Field categories organize the Core Dataset’s 40+ fields into logical groupings for easier understanding and implementation.
Channel Fields
Channel-level metadata and statistics from YouTube.
| Field | Type | Description |
|---|
| channel_id | UUID | Primary Key - Immutable Babbl Labs internal unique identifier |
| channel_uri | UUID | Immutable YouTube’s unique identifier for channel |
| channel_custom_url | STRING | Mutable custom URL for channel |
| channel_name | STRING | Channel title from YouTube metadata |
| channel_description | STRING | Channel description from YouTube metadata |
| channel_locale | ENUM | Channel geographic country (ISO 3166-1 alpha-2) |
| channel_view_count | INT | Most recent channel total view count |
| channel_subscriber_count | INT | Most recent channel total subscriber count |
| channel_video_count | INT | Most recent channel total video count |
| channel_published_at | TIMESTAMP | Timestamp when channel was created |
| channel_coverage_initiated_at | TIMESTAMP | Timestamp when we initiated coverage |
| channel_last_updated_at | TIMESTAMP | Timestamp when we last polled YouTube metadata |
Video Fields
Video-level metadata and engagement metrics from YouTube.
| Field | Type | Description |
|---|
| video_id | UUID | Primary Key - Unique YouTube video identifier |
| video_view_count | INT | Most recent view count recorded |
| video_like_count | INT | Most recent video like count recorded |
| video_comment_count | INT | Most recent video comment count recorded |
| video_published_dt | TIMESTAMP | Timestamp when video was originally published |
| video_transcribed_at | TIMESTAMP | Timestamp when we originally transcribed video |
| video_scored_at | TIMESTAMP | Timestamp when we originally processed video |
| video_last_updated_at | TIMESTAMP | Timestamp when we last polled YouTube metadata |
| video_title | STRING | Video title from YouTube metadata |
| video_description | STRING | Video description from YouTube metadata |
| video_language | STRING | Video language code (ISO 639-1) |
Processing Fields
Model and processing metadata for transcription and analysis.

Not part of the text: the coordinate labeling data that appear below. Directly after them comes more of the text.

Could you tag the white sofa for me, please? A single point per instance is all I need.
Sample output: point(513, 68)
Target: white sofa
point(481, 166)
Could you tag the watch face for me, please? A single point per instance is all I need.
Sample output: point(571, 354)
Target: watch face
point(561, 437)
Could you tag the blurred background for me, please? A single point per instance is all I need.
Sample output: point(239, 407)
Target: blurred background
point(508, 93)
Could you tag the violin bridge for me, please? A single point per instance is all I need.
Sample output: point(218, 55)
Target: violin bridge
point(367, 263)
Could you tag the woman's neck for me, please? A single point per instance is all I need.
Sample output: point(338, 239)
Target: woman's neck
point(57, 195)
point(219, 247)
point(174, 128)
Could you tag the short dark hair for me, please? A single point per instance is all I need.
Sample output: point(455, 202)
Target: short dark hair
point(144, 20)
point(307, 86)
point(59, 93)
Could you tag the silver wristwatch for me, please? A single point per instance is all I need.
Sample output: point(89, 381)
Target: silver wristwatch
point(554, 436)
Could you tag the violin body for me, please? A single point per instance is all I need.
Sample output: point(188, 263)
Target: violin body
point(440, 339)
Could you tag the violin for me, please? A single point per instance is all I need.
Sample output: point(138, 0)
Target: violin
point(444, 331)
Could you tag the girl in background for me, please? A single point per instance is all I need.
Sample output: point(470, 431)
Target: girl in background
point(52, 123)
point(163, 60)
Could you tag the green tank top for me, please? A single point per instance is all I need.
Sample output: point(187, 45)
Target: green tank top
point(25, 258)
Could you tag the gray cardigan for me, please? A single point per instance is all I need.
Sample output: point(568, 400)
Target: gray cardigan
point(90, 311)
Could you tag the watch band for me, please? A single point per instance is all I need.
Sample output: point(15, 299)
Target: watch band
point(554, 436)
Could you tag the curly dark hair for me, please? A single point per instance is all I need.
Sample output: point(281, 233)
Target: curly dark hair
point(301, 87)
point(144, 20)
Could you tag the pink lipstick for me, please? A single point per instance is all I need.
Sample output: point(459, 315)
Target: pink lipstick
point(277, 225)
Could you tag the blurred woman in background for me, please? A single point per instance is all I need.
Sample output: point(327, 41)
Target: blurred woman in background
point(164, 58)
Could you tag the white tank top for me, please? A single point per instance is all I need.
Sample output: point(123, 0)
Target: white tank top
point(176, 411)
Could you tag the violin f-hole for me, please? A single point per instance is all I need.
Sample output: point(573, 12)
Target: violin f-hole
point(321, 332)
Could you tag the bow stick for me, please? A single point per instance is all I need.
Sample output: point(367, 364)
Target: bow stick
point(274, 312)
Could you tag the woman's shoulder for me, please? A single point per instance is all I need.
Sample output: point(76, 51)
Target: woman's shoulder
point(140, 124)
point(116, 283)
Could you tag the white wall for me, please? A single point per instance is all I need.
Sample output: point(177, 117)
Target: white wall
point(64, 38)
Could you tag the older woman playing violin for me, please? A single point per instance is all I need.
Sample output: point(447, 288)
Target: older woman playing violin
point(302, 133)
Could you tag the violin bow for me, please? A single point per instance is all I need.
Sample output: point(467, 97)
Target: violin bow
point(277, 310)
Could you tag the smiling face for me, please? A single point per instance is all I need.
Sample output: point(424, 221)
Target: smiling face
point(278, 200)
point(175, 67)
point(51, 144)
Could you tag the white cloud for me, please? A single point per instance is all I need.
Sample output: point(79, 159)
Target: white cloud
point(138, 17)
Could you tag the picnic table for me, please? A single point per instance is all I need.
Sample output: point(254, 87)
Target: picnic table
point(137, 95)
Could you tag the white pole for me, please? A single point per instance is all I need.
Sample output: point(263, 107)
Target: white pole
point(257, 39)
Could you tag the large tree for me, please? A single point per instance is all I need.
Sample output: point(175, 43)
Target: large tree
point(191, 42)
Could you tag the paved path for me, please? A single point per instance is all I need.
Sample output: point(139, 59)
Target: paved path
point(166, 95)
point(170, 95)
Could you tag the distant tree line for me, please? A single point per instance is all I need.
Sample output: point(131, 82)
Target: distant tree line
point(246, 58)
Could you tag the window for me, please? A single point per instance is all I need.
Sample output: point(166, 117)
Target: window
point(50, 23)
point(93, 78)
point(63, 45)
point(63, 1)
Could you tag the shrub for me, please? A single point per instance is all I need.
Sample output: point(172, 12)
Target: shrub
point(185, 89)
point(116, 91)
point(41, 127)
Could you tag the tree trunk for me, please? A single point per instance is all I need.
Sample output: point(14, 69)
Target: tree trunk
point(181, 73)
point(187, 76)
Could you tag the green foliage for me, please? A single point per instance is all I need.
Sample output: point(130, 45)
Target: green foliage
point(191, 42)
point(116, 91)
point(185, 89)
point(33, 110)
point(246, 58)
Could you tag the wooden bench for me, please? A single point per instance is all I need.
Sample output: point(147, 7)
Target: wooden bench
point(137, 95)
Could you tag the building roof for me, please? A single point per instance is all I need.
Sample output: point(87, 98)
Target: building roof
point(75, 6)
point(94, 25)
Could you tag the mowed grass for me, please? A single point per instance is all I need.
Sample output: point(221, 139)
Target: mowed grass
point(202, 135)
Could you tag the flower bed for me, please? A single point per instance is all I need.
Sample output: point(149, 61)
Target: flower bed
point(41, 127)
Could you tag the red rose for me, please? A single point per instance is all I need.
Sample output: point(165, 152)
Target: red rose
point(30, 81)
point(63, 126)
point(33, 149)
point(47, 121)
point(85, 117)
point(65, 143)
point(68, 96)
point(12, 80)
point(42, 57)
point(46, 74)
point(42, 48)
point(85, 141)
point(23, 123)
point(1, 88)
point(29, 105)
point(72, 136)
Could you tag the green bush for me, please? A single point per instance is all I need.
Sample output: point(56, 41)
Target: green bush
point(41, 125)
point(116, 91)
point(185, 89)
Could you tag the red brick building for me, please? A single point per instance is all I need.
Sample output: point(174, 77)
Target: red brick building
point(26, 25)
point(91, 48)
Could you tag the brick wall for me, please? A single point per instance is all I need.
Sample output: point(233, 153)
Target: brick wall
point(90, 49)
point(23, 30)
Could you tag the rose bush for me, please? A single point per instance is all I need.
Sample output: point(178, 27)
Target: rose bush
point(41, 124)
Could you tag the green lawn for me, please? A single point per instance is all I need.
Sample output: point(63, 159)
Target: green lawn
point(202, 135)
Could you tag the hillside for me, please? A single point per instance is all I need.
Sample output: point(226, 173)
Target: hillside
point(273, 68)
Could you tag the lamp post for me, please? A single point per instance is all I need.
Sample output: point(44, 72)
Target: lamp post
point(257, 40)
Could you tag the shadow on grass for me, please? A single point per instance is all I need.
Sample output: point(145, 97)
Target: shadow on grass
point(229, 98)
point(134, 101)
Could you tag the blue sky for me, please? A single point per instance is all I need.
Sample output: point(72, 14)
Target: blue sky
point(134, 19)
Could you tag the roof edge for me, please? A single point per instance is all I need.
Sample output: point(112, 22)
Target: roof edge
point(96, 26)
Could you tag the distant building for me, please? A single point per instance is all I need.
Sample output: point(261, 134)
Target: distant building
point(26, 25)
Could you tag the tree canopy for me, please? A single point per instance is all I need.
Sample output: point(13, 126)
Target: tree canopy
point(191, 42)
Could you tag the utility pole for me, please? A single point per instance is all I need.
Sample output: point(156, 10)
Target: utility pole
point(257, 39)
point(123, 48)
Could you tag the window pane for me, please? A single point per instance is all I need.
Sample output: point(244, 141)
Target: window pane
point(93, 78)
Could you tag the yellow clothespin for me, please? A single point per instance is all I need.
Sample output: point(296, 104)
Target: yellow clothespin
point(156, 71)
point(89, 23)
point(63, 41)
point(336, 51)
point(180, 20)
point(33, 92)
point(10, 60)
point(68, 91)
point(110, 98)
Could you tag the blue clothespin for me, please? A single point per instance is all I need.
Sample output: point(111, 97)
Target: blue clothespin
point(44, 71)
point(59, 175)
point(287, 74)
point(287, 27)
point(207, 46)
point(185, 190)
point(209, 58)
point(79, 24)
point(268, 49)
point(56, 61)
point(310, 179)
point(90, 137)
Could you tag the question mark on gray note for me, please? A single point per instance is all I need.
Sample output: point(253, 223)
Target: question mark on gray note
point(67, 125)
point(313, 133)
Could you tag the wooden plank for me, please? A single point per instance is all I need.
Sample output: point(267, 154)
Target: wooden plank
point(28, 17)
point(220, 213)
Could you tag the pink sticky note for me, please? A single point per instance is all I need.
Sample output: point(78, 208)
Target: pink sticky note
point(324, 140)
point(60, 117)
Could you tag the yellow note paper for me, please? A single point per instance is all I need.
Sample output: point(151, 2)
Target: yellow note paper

| Field | Type | Description |
|---|
| model_transcription_tag | STRING | Identifier for transcription model used |
| model_scoring_tag | STRING | Identifier for scoring model used |
Segment Fields
Transcript segment timing and content information.
| Field | Type | Description |
|---|
| segment_start | FLOAT | Starting point of segment - seconds from start of video |
| segment_end | FLOAT | End point of segment - seconds from start of video |
| segment_text | STRING | Transcribed text (50 words before/after entity mention) |
Speaker Fields
Speaker identification and context information.
| Field | Type | Description |
|---|
| speaker_name | STRING | Name of speaker in this segment |
| speaker_associated_entity | UUID | Entity (company) speaker is associated with (FIGI) |
| speaker_position | STRING | Known title of speaker in this segment |
| speaker_role_context | ENUM | Role of speaker (Host, Guest, ReferencedSource, Other) |
Entity Fields
Named entity recognition and financial instrument mapping.
| Field | Type | Description |
|---|
| entity_id | UUID | Immutable identifier of entity referenced |
| entity_symbol | STRING | Public company ticker symbol (ORG entities only) |
| entity_figi_id | UUID | Financial Instrument Global Identifier (FIGI) |
| entity_type | ENUM | Type of entity (ORG, PERSON, PRODUCT) |
| entity_name | STRING | Mapped entity name from raw anchor |
| entity_name_raw_anchor | STRING | Raw string of named entity detected |
Sentiment Fields
Multi-layered sentiment analysis for entity mentions.
| Field | Type | Description |
|---|
| entity_sentiment_overt_buy_sell | ENUM | Overt buy/sell sentiment (POSITIVE, NEGATIVE, NONE_EXPRESSED, NULL) |
| entity_sentiment_generic | ENUM | General sentiment (POSITIVE, NEGATIVE, NONE_EXPRESSED, NEUTRAL) |
Data Types & Constraints
| Type | Format | Example |
|---|
| UUID | 36-character identifier | 550e8400-e29b-41d4-a716-446655440000 |
| STRING | Variable-length text | "Bloomberg Technology" |
| INT | Integer number | 12906 |
| FLOAT | Floating-point number | 168.7303438 |
| TIMESTAMP | UTC timestamp | 1747251178 |
| ENUM | Predefined values | POSITIVE, NEGATIVE, NEUTRAL |
All timestamp fields use UTC timezone. Geographic codes follow ISO 3166-1 alpha-2, language codes follow ISO 639-1.